Second Sunday of Advent


In the 15th year of Tiberius Caesar
Luke 3:1-6

It was a bad time for everybody, not that people were unhappy with the occupation forces. The invaders had brought all kinds of entertainment and revelry to the land. They’d even established equitable laws. What made it bad was that the fabric of moral behavior was steadily wearing down.  Lurid lifestyles of corrupt Caesars like Tiberius, and the examples of promiscuous governors like Agrippa and his brother Philip upped the statistics on premarital sex, multiple partnerships, and divorce. Killing of unborn and unwanted infants became the norm. Even temple high priests like Annas and Caiphas merely looked out for themselves. They’d wormed themselves into high positions with appointments approved by the Roman prefects. God fearing folks prayed for a change. Their prayers were answered.

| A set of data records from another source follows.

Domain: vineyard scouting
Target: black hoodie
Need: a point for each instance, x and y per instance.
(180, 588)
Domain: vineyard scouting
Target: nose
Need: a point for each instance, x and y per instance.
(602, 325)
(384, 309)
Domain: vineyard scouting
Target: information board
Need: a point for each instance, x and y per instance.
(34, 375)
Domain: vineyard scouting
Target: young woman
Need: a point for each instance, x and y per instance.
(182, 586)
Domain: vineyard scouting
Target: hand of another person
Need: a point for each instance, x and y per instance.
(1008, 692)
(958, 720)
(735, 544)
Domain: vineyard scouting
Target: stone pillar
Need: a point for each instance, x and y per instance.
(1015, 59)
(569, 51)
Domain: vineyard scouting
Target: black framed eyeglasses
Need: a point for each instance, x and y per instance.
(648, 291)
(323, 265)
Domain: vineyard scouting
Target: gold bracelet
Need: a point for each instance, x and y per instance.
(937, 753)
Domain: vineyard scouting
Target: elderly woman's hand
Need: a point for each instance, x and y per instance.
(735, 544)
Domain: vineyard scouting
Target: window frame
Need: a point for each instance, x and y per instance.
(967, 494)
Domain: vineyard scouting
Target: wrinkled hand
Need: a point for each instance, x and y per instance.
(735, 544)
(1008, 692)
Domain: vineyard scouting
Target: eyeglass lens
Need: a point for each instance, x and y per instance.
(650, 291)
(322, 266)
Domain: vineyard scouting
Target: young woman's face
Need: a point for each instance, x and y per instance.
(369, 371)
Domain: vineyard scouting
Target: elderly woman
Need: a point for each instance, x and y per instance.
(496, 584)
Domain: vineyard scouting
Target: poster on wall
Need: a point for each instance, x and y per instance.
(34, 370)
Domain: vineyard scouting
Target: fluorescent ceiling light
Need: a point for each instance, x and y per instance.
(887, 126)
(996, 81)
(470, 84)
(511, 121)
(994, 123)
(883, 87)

An angel came to Zacharia’s boy, John, while he was in the desert adjacent to his home. He’d been living in the dusty outback for years relishing its purity, its silence, its emptiness. Except for some fellow hermits nearby, the sandy tracks were devoid of crowds. John avoided the crowds that came searching for a spiritual leader. They were too quick to canonize any new prophet who came their way, and he fit their conception of a holy man, what with his scruffy half-starved bony appearance. They came to him in droves.  Their incessant hunger for religion drew him to answer the call to reshape God’s people, to snatch them from the clutches of the evil one and the pervasive immorality of the day. He stood at the banks of the muddy trickle of water called the Jordan where women were slapping the dirt out of their clothing on the rocks. Downstream, a caravan’s camels were slurping up the precious fluid. Upstream, children were throwing pebbles into the stream.
The children reminded him of the angel, pure and innocent. John mulled over the words the angel had impressed on his psyche. They were straight from the prophet Isaiah:  Prepare the way of the Lord. Make straight his paths.
            Raising his eyes to the motley folks who had heard of him and had come out to meet him, he began to teach.